The Forex market is one of the largest markets in the world today. Investopedia states that,
The Forex market provides plenty of opportunity for investors. However, in order to be successful, a currency trader has to understand the basics behind currency movements.
With a reasonably small amount of experience, you can manage to make major gains (and losses). The thing about Forex trading is that it requires a methodology. You may think this is a given, but you would be surprised how many people walk into the market without any idea of how to start, where to start or what sort of technique they will be using to make their money. Here are a few systems of trading on the Forex that have been adopted by various traders across the world.
Scalping
One of the most used methods of trading is scalping. Fxpro notes that,
The procedure of scalping in Forex involves the establishment and liquidation of a position within minutes or even seconds.

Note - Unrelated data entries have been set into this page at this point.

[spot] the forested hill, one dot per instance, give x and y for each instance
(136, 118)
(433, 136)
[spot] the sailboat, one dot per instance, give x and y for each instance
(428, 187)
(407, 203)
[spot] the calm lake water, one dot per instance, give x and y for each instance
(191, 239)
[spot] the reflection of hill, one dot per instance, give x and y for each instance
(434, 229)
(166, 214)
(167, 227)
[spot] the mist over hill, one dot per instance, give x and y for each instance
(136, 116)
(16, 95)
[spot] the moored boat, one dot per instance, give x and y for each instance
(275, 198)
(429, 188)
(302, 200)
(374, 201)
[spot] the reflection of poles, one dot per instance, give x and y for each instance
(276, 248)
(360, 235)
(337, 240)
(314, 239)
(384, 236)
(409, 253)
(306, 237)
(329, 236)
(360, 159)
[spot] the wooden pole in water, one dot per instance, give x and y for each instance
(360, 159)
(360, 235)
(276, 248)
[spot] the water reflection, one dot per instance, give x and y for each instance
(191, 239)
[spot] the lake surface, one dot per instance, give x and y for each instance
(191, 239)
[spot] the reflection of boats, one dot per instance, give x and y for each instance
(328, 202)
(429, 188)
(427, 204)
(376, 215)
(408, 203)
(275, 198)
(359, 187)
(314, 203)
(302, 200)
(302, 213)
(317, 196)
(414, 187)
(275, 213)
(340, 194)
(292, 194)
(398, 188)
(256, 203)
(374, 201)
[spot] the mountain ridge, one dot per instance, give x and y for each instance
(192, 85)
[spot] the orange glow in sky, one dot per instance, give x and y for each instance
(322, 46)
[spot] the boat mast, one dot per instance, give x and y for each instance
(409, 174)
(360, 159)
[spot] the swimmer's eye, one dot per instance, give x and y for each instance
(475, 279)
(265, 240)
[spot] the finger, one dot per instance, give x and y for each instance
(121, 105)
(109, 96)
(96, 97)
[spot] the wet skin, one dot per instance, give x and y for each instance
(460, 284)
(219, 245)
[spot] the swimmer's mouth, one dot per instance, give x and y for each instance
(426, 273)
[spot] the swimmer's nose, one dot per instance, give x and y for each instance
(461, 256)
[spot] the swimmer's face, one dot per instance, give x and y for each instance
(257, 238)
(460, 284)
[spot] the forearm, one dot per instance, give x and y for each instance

Scalping is one of the most-used methods of trading available today. The reason why it is so widely used is because it can guarantee small gains or losses, making it ideal for the investor who does not have a large volume of money to work with. Since the market became available for regular, everyday speculators to dive in with mini-, micro- and nano-lots, this type of trading has seen an upsurge in popularity. The downside of this method is that you need to make many trades in a day to see any significant movement in your investment, and isn’t feasible to people who cannot keep an eye on their trades throughout the day.
Day-Trading
This method is like a full-time job. It requires the trader to be monitoring charts and news and staying current in order to figure out the best time to enter or exit a trade for maximum profit. The downside of this is the same as scalping, in that positions need to be monitored constantly, along with news and technical indicators to determine the best times for trades to occur. It is by far the most scientific of the methods but even so, the market’s volatility cannot be accurately predicted scientifically to any perfect degree of success, and so the day-trader is still left at the mercy of the market’s swing.
Automated Trading
Many Forex traders have started using a combination of day trading know-how and computer automation to make their trading system automated. Technical analysis is the safest method of determining a trade but is still subject to market volatility, so that it is not always viable. However, the right time for a trade can be garnered from a number of overlapping indicators that, according to their state-based properties will suggest a change or swing in the market, and would prompt the traders studying these things to buy or sell as the case may be. Automation uses computer charting software to crunch the numbers and generate the charts based on current market values, then make decisions based on their states the same way a trader would if he or she was reading the charts himself or herself. It can be interesting but this removes an element of human interaction that is necessary to spot some market movements (such as movements based on news stories).
Depending on your trading mentality and your starting bankroll, you will be able to determine the best trading method for you. Automated traders most times go for long-term trades whereas day-traders are split in their trade length. Scalpers prefer short, low risk, high gain trades. Your method is unique to you and will require you to explore all available methods to find the right one.